L-teanina è un comprovato riduttore di stress e agente calmante. Inibisce il cortisolo, che il nostro corpo rilascia in risposta allo stress, e abbassa anche la pressione sanguigna e la frequenza cardiaca mentre raffredda il sistema nervoso simpatico. E provoca tutte queste azioni in soli 30-40 minuti dopo il consumo.

L-teanina può anche cambiare la funzione del cervello. Durante la maggior parte delle ore di veglia, il tuo cervello produce onde cerebrali beta, che possono influenzare la concentrazione e la concentrazione. Il consumo di tè verde stimolerà invece il cervello a emettere onde cerebrali alfa, creando uno stato di profondo rilassamento e prontezza mentale, simile a quello che puoi ottenere attraverso la meditazione.
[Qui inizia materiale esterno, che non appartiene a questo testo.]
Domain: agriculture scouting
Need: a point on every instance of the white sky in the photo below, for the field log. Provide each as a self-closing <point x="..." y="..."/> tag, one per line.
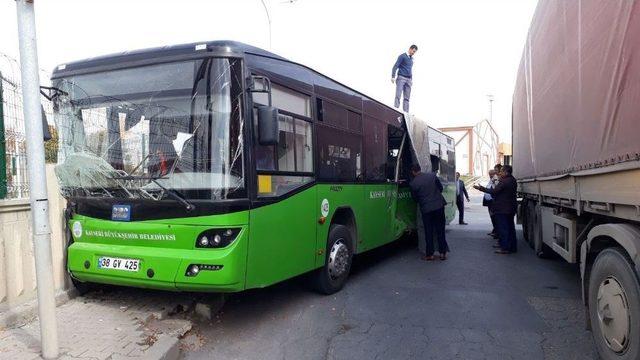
<point x="467" y="48"/>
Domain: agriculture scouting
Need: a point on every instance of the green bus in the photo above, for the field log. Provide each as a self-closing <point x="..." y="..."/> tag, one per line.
<point x="222" y="167"/>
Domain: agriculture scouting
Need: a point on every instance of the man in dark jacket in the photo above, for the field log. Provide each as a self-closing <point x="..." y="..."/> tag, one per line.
<point x="426" y="190"/>
<point x="461" y="193"/>
<point x="504" y="208"/>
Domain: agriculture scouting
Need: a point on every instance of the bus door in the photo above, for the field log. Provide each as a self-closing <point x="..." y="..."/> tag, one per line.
<point x="400" y="207"/>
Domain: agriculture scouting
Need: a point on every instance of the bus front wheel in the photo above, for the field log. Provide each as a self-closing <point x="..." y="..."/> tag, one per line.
<point x="333" y="275"/>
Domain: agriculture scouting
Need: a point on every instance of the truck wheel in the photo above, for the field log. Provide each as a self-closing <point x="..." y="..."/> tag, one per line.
<point x="333" y="275"/>
<point x="614" y="306"/>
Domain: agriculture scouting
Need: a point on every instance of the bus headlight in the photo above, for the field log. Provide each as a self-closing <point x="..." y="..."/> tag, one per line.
<point x="216" y="238"/>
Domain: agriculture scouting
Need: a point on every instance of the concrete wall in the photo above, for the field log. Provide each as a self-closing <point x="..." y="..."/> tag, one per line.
<point x="17" y="266"/>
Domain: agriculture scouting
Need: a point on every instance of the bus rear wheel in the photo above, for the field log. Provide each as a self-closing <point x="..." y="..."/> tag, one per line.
<point x="614" y="306"/>
<point x="333" y="275"/>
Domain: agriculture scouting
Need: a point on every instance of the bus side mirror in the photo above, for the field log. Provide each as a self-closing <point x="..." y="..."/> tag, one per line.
<point x="268" y="125"/>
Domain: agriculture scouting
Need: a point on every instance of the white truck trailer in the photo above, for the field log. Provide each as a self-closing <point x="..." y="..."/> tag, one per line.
<point x="576" y="153"/>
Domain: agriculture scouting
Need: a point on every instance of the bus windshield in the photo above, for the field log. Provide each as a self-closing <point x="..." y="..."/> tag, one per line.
<point x="145" y="131"/>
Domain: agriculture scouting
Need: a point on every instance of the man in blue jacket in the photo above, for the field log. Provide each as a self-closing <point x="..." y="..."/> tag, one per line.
<point x="403" y="82"/>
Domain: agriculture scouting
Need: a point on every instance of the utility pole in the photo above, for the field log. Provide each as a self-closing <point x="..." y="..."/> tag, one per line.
<point x="266" y="10"/>
<point x="41" y="231"/>
<point x="490" y="97"/>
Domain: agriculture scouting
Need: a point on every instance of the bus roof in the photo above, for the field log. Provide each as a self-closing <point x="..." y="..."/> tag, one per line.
<point x="144" y="56"/>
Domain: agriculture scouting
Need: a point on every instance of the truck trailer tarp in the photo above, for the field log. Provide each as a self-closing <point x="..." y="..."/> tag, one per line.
<point x="576" y="104"/>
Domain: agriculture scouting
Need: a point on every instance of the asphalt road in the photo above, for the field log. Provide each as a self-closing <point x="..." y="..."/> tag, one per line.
<point x="475" y="305"/>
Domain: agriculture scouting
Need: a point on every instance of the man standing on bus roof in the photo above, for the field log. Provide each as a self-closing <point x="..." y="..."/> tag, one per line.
<point x="426" y="190"/>
<point x="403" y="68"/>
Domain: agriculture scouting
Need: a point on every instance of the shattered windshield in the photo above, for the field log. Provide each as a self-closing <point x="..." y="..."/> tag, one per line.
<point x="140" y="132"/>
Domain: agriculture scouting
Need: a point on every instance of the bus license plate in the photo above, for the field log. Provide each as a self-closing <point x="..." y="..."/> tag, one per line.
<point x="106" y="262"/>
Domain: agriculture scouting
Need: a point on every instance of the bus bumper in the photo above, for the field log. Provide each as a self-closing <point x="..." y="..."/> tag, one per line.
<point x="163" y="268"/>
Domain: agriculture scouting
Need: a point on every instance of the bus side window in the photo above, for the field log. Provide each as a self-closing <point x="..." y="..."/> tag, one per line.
<point x="287" y="166"/>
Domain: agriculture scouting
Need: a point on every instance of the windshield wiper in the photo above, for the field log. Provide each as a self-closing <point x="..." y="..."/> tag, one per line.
<point x="172" y="193"/>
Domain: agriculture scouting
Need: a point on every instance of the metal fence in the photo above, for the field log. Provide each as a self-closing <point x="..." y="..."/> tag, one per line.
<point x="14" y="181"/>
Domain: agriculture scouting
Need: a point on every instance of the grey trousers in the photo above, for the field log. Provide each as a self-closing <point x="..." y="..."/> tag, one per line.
<point x="403" y="87"/>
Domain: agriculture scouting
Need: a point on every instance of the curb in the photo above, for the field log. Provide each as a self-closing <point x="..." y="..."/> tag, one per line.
<point x="165" y="348"/>
<point x="26" y="312"/>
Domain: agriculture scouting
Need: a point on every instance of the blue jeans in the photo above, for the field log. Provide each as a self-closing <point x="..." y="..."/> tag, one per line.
<point x="403" y="87"/>
<point x="506" y="228"/>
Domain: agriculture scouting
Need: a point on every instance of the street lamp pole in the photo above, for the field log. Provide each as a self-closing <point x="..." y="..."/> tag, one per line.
<point x="41" y="231"/>
<point x="266" y="10"/>
<point x="490" y="97"/>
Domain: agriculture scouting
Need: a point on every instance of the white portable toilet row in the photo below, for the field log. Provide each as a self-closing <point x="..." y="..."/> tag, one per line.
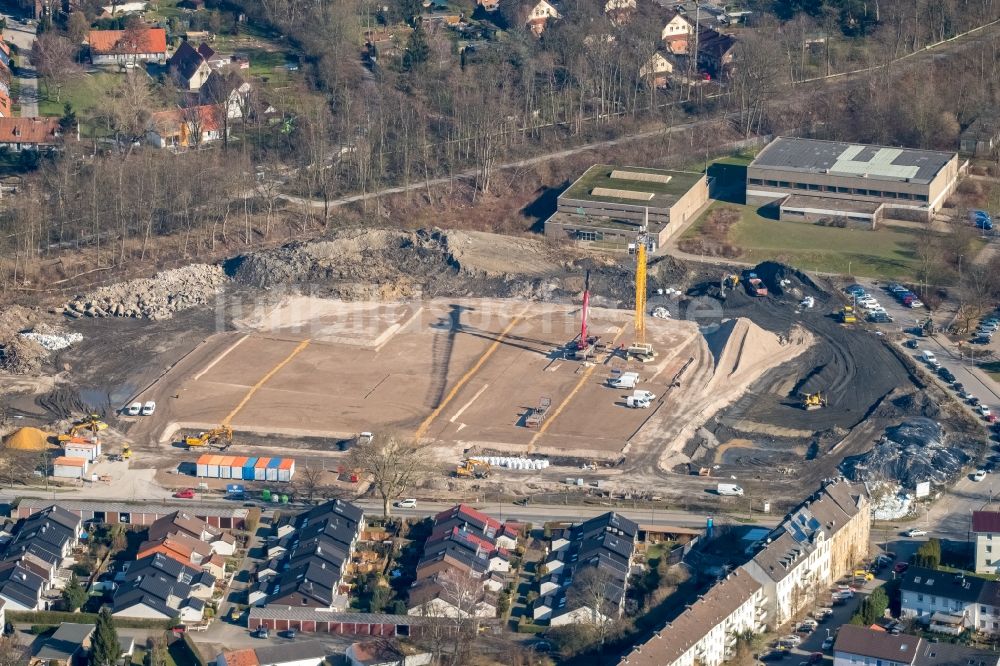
<point x="515" y="463"/>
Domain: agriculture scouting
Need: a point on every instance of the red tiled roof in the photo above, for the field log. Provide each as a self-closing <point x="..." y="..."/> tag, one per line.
<point x="986" y="521"/>
<point x="29" y="130"/>
<point x="148" y="40"/>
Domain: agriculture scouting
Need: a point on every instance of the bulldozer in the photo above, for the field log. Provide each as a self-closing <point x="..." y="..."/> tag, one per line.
<point x="473" y="469"/>
<point x="211" y="438"/>
<point x="91" y="422"/>
<point x="813" y="401"/>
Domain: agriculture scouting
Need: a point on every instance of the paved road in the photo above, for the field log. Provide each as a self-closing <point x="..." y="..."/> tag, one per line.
<point x="23" y="36"/>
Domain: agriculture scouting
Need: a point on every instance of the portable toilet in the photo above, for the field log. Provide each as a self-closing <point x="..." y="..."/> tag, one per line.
<point x="248" y="467"/>
<point x="272" y="469"/>
<point x="202" y="465"/>
<point x="286" y="470"/>
<point x="236" y="467"/>
<point x="260" y="469"/>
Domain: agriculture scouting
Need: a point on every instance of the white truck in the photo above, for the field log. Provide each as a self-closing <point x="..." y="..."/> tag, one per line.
<point x="624" y="380"/>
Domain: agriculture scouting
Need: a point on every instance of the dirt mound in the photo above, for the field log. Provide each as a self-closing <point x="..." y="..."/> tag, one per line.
<point x="21" y="356"/>
<point x="158" y="297"/>
<point x="393" y="263"/>
<point x="909" y="453"/>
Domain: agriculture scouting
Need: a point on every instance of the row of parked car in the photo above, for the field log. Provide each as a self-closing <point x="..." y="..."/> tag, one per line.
<point x="862" y="299"/>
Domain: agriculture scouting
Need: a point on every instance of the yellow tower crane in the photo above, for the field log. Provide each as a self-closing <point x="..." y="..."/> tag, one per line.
<point x="639" y="348"/>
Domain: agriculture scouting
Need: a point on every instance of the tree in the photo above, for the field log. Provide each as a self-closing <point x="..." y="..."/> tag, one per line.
<point x="54" y="57"/>
<point x="12" y="652"/>
<point x="393" y="464"/>
<point x="74" y="596"/>
<point x="105" y="649"/>
<point x="417" y="48"/>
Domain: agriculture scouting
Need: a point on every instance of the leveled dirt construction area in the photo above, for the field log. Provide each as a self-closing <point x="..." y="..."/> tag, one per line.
<point x="457" y="372"/>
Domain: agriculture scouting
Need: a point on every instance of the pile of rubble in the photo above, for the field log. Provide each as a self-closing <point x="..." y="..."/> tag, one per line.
<point x="158" y="297"/>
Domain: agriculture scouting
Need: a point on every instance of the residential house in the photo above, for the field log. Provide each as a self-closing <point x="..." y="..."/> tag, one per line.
<point x="181" y="522"/>
<point x="464" y="563"/>
<point x="677" y="34"/>
<point x="705" y="632"/>
<point x="295" y="653"/>
<point x="385" y="653"/>
<point x="597" y="552"/>
<point x="715" y="52"/>
<point x="188" y="551"/>
<point x="948" y="602"/>
<point x="314" y="558"/>
<point x="540" y="15"/>
<point x="982" y="137"/>
<point x="128" y="47"/>
<point x="189" y="65"/>
<point x="986" y="528"/>
<point x="19" y="134"/>
<point x="817" y="543"/>
<point x="863" y="645"/>
<point x="179" y="129"/>
<point x="656" y="70"/>
<point x="159" y="587"/>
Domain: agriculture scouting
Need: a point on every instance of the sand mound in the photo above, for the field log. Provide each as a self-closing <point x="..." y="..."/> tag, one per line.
<point x="28" y="439"/>
<point x="743" y="350"/>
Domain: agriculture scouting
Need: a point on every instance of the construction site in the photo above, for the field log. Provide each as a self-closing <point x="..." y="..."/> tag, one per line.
<point x="480" y="347"/>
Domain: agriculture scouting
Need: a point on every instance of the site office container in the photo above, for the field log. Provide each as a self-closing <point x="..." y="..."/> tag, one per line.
<point x="236" y="467"/>
<point x="272" y="469"/>
<point x="286" y="470"/>
<point x="260" y="469"/>
<point x="248" y="468"/>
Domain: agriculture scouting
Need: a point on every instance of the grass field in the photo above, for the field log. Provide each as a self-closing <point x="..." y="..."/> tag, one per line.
<point x="884" y="253"/>
<point x="87" y="93"/>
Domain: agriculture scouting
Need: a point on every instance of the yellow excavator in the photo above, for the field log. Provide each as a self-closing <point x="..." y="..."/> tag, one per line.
<point x="813" y="401"/>
<point x="91" y="422"/>
<point x="473" y="469"/>
<point x="211" y="438"/>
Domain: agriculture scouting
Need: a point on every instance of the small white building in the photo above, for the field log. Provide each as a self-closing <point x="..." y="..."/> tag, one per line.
<point x="89" y="451"/>
<point x="66" y="467"/>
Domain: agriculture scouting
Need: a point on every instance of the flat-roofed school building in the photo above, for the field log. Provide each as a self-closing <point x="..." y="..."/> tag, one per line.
<point x="808" y="179"/>
<point x="607" y="205"/>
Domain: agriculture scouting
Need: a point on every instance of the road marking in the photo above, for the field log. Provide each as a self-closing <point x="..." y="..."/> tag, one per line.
<point x="468" y="404"/>
<point x="576" y="389"/>
<point x="220" y="357"/>
<point x="422" y="430"/>
<point x="253" y="389"/>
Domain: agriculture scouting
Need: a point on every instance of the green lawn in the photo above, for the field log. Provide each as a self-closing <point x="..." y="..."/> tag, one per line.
<point x="884" y="253"/>
<point x="87" y="93"/>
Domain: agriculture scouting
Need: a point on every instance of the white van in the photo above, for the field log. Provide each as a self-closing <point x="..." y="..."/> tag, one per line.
<point x="624" y="380"/>
<point x="636" y="402"/>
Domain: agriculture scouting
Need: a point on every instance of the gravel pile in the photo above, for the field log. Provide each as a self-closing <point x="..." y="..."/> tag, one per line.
<point x="158" y="297"/>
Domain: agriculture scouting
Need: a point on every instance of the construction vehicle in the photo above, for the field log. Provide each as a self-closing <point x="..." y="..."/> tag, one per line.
<point x="813" y="401"/>
<point x="535" y="415"/>
<point x="585" y="344"/>
<point x="640" y="349"/>
<point x="473" y="469"/>
<point x="755" y="286"/>
<point x="212" y="438"/>
<point x="91" y="422"/>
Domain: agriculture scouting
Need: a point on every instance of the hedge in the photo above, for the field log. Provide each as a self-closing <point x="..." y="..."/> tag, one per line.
<point x="55" y="617"/>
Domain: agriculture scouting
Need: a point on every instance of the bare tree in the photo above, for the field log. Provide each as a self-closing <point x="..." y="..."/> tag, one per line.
<point x="54" y="57"/>
<point x="394" y="465"/>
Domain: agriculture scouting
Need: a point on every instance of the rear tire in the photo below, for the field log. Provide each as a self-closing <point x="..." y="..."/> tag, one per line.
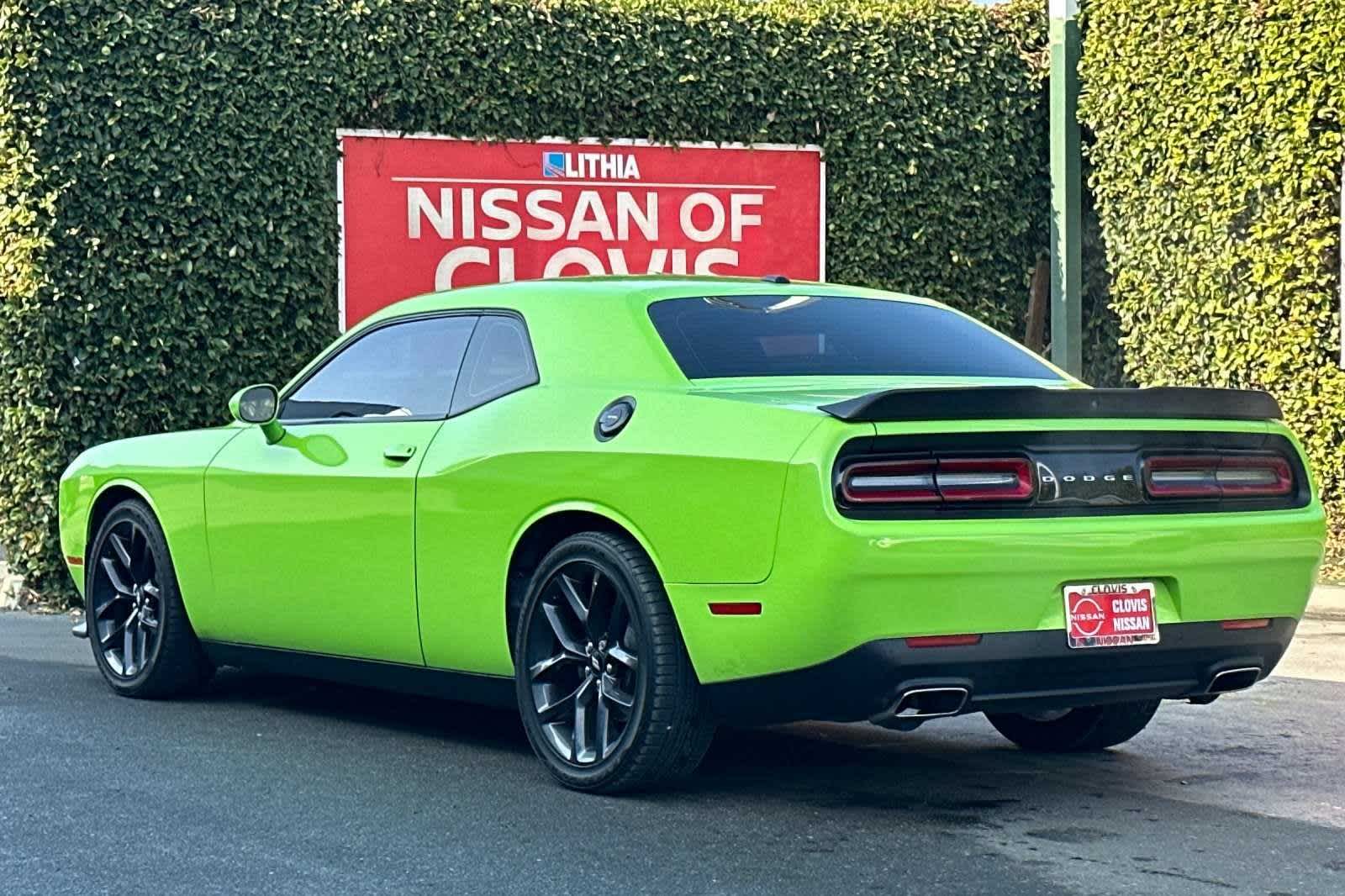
<point x="143" y="642"/>
<point x="604" y="683"/>
<point x="1083" y="730"/>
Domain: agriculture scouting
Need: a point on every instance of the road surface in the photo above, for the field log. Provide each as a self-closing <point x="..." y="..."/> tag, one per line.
<point x="266" y="784"/>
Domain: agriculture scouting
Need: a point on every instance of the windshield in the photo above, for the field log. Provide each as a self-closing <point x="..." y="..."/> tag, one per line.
<point x="834" y="336"/>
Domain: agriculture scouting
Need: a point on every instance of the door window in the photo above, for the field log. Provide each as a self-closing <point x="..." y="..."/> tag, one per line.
<point x="499" y="361"/>
<point x="403" y="370"/>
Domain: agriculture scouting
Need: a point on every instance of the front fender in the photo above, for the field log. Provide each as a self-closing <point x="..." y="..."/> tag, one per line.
<point x="167" y="472"/>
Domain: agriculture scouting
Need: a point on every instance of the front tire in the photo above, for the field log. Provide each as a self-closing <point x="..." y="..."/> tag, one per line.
<point x="141" y="640"/>
<point x="1083" y="730"/>
<point x="605" y="689"/>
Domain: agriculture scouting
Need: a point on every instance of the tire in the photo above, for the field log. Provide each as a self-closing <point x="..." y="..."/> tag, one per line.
<point x="572" y="683"/>
<point x="131" y="582"/>
<point x="1087" y="728"/>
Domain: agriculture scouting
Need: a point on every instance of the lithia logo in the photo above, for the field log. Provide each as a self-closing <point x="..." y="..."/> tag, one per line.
<point x="607" y="166"/>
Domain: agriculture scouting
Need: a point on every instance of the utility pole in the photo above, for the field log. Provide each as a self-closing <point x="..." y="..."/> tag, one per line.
<point x="1066" y="190"/>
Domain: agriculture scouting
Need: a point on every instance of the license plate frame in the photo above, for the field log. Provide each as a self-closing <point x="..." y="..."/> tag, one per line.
<point x="1111" y="614"/>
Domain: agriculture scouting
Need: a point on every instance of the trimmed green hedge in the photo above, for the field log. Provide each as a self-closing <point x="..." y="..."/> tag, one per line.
<point x="168" y="221"/>
<point x="1217" y="171"/>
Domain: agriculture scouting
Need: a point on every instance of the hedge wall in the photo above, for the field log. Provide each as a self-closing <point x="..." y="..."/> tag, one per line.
<point x="1217" y="171"/>
<point x="168" y="222"/>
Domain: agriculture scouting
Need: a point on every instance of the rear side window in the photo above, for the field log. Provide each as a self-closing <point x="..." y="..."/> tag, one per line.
<point x="499" y="361"/>
<point x="401" y="370"/>
<point x="833" y="336"/>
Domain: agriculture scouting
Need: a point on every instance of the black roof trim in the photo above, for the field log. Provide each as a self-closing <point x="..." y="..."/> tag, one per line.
<point x="1015" y="403"/>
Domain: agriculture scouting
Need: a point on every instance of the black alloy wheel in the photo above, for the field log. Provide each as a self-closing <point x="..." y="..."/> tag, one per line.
<point x="584" y="662"/>
<point x="605" y="689"/>
<point x="141" y="640"/>
<point x="125" y="600"/>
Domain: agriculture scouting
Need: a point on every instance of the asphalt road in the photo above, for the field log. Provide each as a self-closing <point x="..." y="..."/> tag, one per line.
<point x="282" y="786"/>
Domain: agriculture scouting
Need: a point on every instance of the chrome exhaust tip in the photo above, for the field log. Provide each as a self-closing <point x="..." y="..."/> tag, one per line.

Ciò può accadere perché la L-teanina è coinvolta nella formazione del neurotrasmettitore inibitorio gamma aminoacido butirrico (GABA). GABA influenza i livelli di altri due neurotrasmettitori, la dopamina e la serotonina, producendo l’effetto di rilassamento chiave.

Sorseggiare qualche tazza di tè durante il giorno può aiutare a ridurre lo stress, aumentare la concentrazione (anche più efficacemente del caffè), sopprimere l’appetito e migliorare la salute. Non male.